Erweiterung der Grundrechte – Ein notwendiger Schritt
Die Entwicklungen in der Schweiz zeigen, dass eine Anpassung der Grundrechte an die digitale Realität erforderlich ist. Der Schutz der demokratischen Gesellschaft verlangt eine klare gesetzliche Verankerung digitaler Grundrechte. Der Landesverband dieBasis NRW hat mit seinem Grundsatzbeschluss einen ersten Schritt unternommen.
Auch in anderen Ländern findet diese Forderung Akzeptanz: Der Stadtrat von Straßburg hat kürzlich das Recht auf digitale Integrität auf lokaler Ebene beschlossen. Dies könnte als Inspiration für weitere Initiativen dienen – auch in Deutschland.
Schweden, das Land, dass das bereits sehr weit in der digitalen Realität angekommen ist und Bargeld fast schon abgeschafft hat, macht gerade eine Rolle rückwärts. Der schwedische Staat fordert seine Bürger auf, wieder mehr mit Bargeld zu zahlen. Der Grund: was passiert bei Hackerangriffen oder generell in einem Ausnahmezustand, wenn digitale Systeme nicht funktionieren?
Fazit: Grundrechte müssen mit der Zeit gehen
Die Digitalisierung bringt immense Vorteile, aber auch erhebliche Risiken für die Freiheit des Einzelnen.
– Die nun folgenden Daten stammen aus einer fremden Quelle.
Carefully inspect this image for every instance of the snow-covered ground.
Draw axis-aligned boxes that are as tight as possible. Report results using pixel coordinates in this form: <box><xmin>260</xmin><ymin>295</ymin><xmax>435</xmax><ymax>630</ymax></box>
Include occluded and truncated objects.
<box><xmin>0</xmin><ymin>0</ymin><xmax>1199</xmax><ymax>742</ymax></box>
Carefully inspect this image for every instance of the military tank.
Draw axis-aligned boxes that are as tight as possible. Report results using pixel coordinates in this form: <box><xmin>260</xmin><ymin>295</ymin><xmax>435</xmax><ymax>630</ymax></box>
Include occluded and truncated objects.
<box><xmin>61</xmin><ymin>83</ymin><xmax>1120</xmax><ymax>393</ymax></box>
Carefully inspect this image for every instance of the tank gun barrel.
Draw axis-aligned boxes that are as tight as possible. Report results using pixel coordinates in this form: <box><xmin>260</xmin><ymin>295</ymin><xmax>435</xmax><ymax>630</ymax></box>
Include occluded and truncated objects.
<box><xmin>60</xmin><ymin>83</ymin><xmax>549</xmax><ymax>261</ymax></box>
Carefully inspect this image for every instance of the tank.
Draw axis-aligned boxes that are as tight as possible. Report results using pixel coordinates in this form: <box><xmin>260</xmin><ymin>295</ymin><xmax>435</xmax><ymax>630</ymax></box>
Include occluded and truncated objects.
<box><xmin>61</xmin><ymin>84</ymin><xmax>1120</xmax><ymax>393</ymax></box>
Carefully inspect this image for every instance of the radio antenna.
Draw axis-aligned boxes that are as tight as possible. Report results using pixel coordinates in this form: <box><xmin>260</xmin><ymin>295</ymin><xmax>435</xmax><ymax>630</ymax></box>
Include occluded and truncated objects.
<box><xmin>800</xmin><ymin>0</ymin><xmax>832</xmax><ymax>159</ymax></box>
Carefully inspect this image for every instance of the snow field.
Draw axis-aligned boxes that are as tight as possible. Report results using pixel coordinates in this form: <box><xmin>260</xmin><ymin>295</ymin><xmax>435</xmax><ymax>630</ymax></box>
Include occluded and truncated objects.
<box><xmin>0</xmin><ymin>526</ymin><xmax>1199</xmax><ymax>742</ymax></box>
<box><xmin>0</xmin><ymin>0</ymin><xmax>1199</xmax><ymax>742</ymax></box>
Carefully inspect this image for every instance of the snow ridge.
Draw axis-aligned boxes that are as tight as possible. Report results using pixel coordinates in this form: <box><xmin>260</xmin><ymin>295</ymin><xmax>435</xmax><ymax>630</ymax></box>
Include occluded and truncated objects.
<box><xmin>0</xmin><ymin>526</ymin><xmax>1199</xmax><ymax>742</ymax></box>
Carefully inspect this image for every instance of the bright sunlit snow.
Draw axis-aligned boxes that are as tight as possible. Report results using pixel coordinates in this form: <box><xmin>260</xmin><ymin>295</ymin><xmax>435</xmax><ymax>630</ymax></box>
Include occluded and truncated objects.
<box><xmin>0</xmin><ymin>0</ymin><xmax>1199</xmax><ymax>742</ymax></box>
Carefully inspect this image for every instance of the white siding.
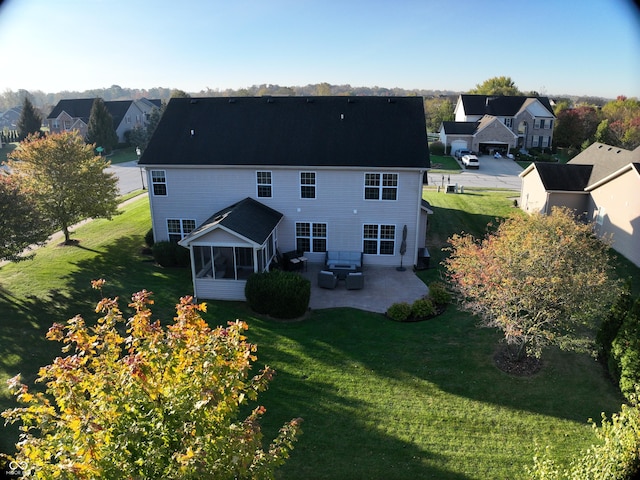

Es liegt an der Gesellschaft, digitale Überwachung und Zwang zu verhindern. Ein erweitertes Verständnis der Grundrechte ist notwendig, um auch im digitalen Raum Selbstbestimmung und Privatsphäre zu garantieren. Die politische Arbeit für digitale Integrität sollte daher konsequent weitergeführt werden.